I am a new python learner; almost 3 weeks old.
I am trying to automate some daily tasks by using python. In here, I was trying to scrape a website which is "https://www.germaneveryday.com/", It does generate a new German word every day along with a sentence example. So my plan was to automate this instead of visiting the site everyday.
I followed an online tutorial from here : http://docs.python-guide.org/en/latest/scenarios/scrape/
And this is the code:
from lxml import html
import requests
page = requests.get('https://www.germaneveryday.com/')
tree = html.fromstring(page.content)
Word = tree.xpath('//*[@id="main"]/div[1]/div[2]/div/h1/a')
print (Word)
I did inspect the daily word on the website, and using right click, copy xpath to extract the "tree.xpath" address for the specific html data I am willing to get out and print in my simple code using lxml + python.

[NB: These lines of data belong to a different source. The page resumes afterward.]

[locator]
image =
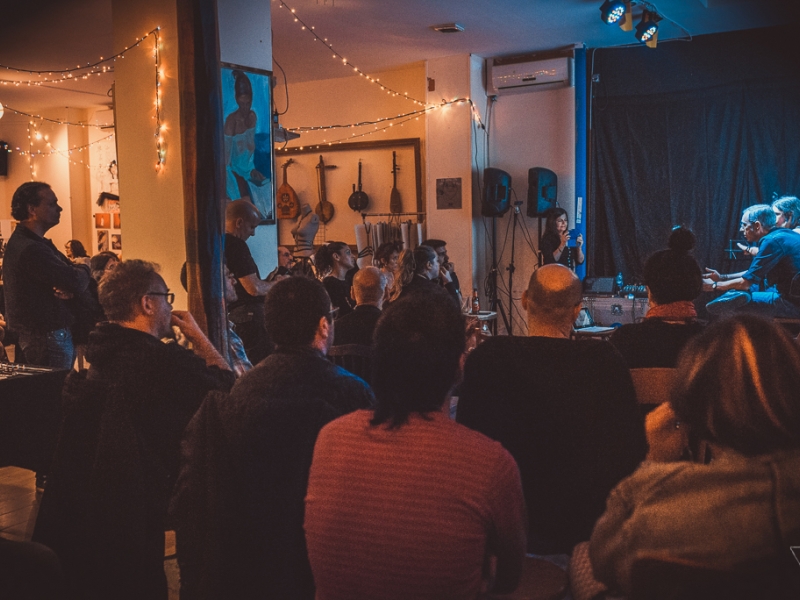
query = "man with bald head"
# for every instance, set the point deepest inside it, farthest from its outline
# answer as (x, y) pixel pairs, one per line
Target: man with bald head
(564, 409)
(369, 286)
(247, 312)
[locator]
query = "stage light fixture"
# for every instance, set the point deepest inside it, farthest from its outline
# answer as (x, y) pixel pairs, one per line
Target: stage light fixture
(612, 11)
(647, 29)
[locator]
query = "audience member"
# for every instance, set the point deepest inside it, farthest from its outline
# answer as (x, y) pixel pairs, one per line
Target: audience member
(76, 252)
(103, 262)
(247, 313)
(284, 268)
(740, 514)
(419, 269)
(440, 247)
(565, 409)
(673, 280)
(333, 260)
(403, 502)
(369, 286)
(777, 263)
(39, 280)
(239, 500)
(116, 461)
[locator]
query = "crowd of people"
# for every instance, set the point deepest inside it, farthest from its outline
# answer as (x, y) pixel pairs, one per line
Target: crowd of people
(291, 477)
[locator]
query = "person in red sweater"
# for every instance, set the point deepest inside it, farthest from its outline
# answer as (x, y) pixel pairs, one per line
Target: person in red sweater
(403, 502)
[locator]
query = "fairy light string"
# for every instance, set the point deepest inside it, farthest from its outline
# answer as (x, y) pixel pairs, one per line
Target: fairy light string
(345, 62)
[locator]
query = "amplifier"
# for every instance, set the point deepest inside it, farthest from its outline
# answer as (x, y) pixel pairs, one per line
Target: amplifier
(610, 312)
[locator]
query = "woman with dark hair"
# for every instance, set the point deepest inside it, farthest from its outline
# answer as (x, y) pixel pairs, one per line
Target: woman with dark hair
(386, 258)
(332, 261)
(738, 515)
(553, 244)
(673, 280)
(417, 271)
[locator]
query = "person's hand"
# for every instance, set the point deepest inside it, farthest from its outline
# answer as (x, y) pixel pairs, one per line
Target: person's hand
(183, 320)
(445, 275)
(666, 436)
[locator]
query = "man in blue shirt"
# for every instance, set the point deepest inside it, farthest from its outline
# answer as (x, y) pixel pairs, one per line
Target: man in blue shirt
(777, 264)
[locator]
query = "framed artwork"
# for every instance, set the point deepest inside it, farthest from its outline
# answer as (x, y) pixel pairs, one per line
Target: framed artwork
(247, 133)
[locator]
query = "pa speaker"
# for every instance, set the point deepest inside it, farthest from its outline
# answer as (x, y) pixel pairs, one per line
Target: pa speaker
(3, 159)
(496, 192)
(542, 189)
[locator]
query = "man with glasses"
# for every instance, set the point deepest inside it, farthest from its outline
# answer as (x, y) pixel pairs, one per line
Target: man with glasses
(776, 264)
(116, 462)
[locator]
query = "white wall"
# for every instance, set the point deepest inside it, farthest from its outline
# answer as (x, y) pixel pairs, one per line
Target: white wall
(245, 38)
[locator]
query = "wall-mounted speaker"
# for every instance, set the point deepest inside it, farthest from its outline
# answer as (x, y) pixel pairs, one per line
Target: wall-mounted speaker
(496, 192)
(542, 191)
(3, 158)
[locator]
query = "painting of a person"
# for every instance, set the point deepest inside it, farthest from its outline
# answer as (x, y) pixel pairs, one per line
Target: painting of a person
(243, 179)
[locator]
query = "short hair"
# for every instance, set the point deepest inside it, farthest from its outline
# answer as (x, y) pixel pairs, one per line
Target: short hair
(762, 213)
(121, 289)
(737, 386)
(323, 258)
(77, 249)
(369, 285)
(385, 251)
(100, 261)
(673, 275)
(419, 341)
(292, 310)
(434, 243)
(28, 194)
(790, 207)
(556, 302)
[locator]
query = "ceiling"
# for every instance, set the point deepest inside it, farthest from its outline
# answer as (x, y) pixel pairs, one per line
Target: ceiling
(373, 34)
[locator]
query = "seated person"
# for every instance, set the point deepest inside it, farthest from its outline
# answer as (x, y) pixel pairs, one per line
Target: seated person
(673, 280)
(737, 391)
(565, 409)
(357, 327)
(403, 502)
(419, 269)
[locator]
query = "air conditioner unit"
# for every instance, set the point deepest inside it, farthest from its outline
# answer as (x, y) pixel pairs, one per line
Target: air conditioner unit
(510, 76)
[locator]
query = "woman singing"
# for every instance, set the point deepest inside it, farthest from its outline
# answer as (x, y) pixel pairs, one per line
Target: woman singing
(553, 244)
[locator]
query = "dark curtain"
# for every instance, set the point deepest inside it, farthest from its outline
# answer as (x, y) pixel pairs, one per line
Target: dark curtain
(690, 133)
(201, 137)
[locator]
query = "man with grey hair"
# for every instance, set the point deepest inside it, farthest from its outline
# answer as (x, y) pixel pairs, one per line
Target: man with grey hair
(566, 411)
(369, 287)
(776, 264)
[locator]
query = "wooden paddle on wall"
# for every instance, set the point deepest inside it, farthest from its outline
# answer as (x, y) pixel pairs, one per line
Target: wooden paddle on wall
(395, 205)
(288, 204)
(324, 209)
(358, 200)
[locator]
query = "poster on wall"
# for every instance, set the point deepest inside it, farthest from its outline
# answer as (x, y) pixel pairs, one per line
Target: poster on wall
(248, 137)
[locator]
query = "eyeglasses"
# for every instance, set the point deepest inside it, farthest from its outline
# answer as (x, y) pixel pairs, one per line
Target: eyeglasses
(170, 296)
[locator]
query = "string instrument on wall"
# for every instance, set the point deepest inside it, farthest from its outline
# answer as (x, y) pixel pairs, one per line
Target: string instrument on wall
(288, 204)
(395, 205)
(324, 209)
(358, 200)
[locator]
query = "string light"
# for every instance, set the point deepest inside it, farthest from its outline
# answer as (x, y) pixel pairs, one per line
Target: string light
(345, 62)
(408, 117)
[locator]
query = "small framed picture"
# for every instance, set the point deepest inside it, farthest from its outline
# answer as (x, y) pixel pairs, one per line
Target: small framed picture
(102, 241)
(102, 221)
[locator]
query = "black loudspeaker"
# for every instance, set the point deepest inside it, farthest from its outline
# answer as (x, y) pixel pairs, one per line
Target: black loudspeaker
(542, 189)
(3, 158)
(496, 192)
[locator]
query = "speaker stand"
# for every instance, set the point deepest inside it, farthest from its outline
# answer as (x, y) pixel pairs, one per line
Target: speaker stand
(494, 303)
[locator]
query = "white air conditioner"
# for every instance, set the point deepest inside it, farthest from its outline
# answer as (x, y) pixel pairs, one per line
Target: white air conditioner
(508, 76)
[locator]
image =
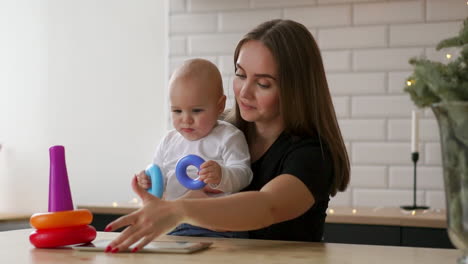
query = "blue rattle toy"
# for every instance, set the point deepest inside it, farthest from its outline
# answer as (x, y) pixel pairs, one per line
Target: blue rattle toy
(181, 172)
(157, 182)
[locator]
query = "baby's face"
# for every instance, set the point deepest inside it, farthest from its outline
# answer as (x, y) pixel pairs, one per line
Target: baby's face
(195, 108)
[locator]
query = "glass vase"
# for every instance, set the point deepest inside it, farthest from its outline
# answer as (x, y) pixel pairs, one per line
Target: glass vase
(453, 127)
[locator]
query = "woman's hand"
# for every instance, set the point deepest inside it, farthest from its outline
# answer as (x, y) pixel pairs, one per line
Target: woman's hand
(156, 217)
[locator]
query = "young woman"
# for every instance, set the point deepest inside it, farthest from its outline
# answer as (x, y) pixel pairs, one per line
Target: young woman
(284, 107)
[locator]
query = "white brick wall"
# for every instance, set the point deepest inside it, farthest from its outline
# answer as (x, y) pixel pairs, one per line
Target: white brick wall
(365, 47)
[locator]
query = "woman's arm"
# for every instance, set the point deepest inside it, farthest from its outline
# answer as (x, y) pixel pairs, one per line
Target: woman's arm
(283, 198)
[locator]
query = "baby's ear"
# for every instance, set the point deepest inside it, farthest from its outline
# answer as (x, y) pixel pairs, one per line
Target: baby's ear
(221, 104)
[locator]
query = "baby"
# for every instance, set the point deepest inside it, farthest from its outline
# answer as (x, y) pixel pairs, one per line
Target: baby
(197, 100)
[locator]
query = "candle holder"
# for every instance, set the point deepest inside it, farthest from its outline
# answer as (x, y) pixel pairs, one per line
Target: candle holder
(414, 158)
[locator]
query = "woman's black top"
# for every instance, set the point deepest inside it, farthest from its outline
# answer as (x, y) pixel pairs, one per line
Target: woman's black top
(310, 162)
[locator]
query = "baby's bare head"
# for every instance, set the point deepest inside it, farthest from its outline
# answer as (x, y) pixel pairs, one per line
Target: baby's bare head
(199, 75)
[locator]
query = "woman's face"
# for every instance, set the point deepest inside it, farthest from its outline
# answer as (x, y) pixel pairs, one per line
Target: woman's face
(256, 84)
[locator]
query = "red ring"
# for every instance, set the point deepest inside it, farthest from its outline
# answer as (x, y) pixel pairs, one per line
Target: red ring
(58, 237)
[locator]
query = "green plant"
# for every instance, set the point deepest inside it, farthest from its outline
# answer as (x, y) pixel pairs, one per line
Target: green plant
(434, 82)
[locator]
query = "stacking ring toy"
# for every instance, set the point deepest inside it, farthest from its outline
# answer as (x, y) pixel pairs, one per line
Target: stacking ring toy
(57, 237)
(61, 219)
(181, 172)
(157, 182)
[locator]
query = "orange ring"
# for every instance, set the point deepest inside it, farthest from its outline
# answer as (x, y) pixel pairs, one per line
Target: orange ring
(61, 219)
(58, 237)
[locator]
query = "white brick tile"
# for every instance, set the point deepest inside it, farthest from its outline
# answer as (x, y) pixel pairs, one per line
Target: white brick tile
(356, 83)
(362, 129)
(175, 62)
(368, 177)
(433, 153)
(281, 3)
(393, 12)
(177, 46)
(336, 60)
(246, 20)
(320, 16)
(385, 59)
(383, 153)
(341, 199)
(422, 34)
(341, 104)
(400, 129)
(226, 64)
(213, 5)
(324, 2)
(435, 199)
(193, 23)
(437, 10)
(383, 197)
(381, 106)
(426, 178)
(429, 130)
(352, 37)
(176, 6)
(441, 55)
(213, 44)
(397, 81)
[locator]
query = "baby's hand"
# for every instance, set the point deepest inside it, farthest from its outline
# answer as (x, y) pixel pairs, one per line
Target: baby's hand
(143, 180)
(210, 172)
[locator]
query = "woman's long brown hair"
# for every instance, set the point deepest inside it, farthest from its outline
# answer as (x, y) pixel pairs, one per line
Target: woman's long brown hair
(305, 100)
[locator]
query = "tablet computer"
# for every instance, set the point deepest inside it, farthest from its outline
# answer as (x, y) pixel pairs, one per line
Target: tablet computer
(152, 247)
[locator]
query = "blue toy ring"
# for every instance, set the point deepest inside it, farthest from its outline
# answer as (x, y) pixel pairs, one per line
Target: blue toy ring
(157, 182)
(181, 172)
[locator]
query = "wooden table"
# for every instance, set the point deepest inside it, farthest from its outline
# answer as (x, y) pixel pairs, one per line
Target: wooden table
(10, 221)
(389, 226)
(15, 248)
(391, 216)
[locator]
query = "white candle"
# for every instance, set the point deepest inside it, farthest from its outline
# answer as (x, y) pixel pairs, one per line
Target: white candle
(414, 131)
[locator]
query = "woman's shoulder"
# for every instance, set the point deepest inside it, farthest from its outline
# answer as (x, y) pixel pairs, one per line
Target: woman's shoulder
(292, 142)
(223, 126)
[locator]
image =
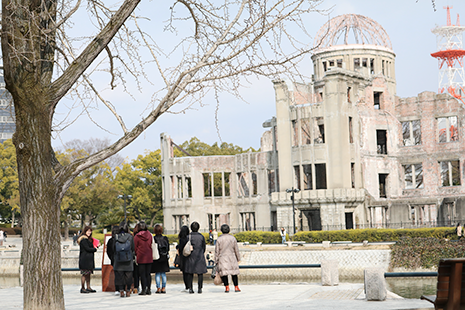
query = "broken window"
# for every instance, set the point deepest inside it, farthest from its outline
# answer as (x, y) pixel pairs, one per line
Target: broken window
(307, 176)
(305, 131)
(188, 186)
(320, 171)
(217, 184)
(351, 137)
(227, 176)
(243, 186)
(295, 136)
(413, 176)
(271, 181)
(297, 177)
(450, 173)
(352, 174)
(447, 129)
(319, 130)
(381, 141)
(411, 133)
(254, 183)
(377, 98)
(382, 185)
(179, 190)
(207, 185)
(248, 221)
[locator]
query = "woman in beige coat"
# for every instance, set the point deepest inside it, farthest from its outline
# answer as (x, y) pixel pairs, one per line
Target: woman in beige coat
(227, 257)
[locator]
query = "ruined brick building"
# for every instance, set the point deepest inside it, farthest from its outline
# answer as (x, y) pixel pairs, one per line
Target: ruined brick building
(359, 155)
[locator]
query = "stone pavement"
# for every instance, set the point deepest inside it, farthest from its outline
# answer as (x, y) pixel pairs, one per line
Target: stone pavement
(306, 296)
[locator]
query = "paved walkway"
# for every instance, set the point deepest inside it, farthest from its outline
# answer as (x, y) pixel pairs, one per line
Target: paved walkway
(346, 296)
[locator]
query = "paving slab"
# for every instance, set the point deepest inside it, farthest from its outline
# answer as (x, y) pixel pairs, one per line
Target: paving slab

Except that every time the output is either an empty parenthesis such as : [] or it is some html block that is meaningless As shown here : https://i.sstatic.net/dAjB6.png
My question is that, what is wrong here is it the xpath address or maybe the website has some kind of a layer over the html ?
(Excuse my ignorance using some descriptions such as : layer or address of xpath )
My System Info:
- Windows 7 (x86)
- Python Version is (v3.6.5)
- Web Browser is Chrome 66.0.3359.181